Feeling Small Is Good For The Soul

I received an email from a neighbor this morning thanking me for a photo I had taken of her ten year old daughter sitting in their magnolia tree. I had shot the photo during one of my evening walks with Edward. It wasn’t the first time the little girl had called to us from her leafy vantage point, and this time I couldn’t resist taking her picture. Her mother spoke of how grateful she was that her daughter valued the old trees all around their home and ended her letter by saying, “Feeling small is good for the soul”. Oh, what a wise statement that is. This little girl is fortunate, as are Edward and I, to share her life with beautiful, venerable trees all around her. As a child, I too shared that good fortune. We lived on the edge of a dense wood and that was where I could be found, always with my dog of course, every day, all day. There is something about wandering around under old trees that sparks the imagination, gently reminding one of one’s place in the grand scheme of things.
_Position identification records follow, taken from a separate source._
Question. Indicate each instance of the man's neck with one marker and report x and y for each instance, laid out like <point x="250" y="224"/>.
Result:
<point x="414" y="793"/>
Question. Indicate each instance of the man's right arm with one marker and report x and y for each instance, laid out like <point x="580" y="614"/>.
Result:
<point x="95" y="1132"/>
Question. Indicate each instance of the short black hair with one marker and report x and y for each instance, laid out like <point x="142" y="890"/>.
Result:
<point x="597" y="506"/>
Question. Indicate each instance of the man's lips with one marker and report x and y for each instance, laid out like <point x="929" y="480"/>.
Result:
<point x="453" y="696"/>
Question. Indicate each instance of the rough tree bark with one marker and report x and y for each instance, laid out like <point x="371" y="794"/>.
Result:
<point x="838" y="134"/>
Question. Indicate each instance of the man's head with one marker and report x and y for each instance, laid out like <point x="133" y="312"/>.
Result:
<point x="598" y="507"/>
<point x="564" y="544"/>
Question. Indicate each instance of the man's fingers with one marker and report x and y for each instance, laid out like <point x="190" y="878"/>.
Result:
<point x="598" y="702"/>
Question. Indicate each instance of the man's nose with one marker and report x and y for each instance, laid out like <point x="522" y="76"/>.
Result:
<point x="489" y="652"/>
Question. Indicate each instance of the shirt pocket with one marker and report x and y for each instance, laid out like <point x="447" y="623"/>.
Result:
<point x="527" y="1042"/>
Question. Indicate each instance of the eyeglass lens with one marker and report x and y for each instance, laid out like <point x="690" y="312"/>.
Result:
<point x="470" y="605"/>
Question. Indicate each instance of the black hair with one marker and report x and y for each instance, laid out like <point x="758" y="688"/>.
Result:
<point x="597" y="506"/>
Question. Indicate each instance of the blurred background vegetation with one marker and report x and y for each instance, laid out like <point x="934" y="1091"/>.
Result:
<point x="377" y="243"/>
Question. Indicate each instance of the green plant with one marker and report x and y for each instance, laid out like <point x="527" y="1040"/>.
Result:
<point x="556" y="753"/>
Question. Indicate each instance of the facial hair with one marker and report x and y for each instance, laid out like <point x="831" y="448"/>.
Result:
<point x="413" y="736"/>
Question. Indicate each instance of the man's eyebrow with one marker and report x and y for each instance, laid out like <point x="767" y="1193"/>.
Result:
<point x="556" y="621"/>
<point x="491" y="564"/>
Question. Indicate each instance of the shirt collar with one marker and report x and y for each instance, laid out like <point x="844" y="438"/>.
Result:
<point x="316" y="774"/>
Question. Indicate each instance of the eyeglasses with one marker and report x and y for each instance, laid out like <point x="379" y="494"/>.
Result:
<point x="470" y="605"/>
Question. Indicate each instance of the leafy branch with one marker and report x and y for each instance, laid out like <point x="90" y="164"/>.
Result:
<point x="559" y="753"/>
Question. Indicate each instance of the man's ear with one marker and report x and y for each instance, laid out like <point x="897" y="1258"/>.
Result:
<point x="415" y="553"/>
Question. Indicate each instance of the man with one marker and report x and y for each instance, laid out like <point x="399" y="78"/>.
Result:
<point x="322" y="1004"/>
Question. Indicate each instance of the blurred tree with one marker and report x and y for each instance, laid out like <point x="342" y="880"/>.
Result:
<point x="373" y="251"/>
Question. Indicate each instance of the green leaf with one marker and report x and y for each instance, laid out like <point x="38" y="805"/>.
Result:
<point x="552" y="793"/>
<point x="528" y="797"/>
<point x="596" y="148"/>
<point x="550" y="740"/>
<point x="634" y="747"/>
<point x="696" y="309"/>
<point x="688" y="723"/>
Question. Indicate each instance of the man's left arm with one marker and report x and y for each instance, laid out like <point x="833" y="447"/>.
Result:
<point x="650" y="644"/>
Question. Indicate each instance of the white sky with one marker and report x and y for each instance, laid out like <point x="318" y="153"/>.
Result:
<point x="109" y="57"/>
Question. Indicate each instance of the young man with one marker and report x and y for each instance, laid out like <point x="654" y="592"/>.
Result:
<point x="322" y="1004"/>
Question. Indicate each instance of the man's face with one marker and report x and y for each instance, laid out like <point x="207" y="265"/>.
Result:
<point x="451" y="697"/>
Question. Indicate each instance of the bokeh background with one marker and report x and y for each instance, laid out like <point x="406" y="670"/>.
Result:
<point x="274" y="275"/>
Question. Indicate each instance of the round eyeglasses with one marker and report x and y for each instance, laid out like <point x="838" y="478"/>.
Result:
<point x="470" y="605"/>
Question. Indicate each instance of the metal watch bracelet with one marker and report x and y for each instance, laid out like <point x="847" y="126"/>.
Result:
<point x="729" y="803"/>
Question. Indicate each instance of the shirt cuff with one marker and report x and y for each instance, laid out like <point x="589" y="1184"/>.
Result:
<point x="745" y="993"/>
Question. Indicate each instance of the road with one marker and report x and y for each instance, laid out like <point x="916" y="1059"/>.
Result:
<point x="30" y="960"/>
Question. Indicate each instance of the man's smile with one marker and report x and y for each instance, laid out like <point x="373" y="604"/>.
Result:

Feeling small in the face of a wondrous creation does indeed enable a person to arrange their thoughts, their dreams, their lives, in an more enlightened way and that in turn bestows delight to all their days.
Poet Mary Oliver can express the wisdom and wonderment to be found in the nature all around us, infinitely better than I .

The Summer Day

Who made the world?
Who made the swan, and the black bear?
Who made the grasshopper?
This grasshopper, I mean--
the one who has flung herself out of the grass,
the one who is eating sugar out of my hand,
who is moving her jaws back and forth instead of up and down--
who is gazing around with her enormous and complicated eyes.
Now she lifts her pale forearms and thoroughly washes her face.
Now she snaps her wings open, and floats away.
I don't know exactly what a prayer is.
I do know how to pay attention, how to fall down
into the grass, how to kneel in the grass,
how to be idle and blessed, how to stroll through the fields,
which is what I have been doing all day.
Tell me, what else should I have done?
Doesn't everything die at last, and too soon?
Tell me, what is it you plan to do
With your one wild and precious life?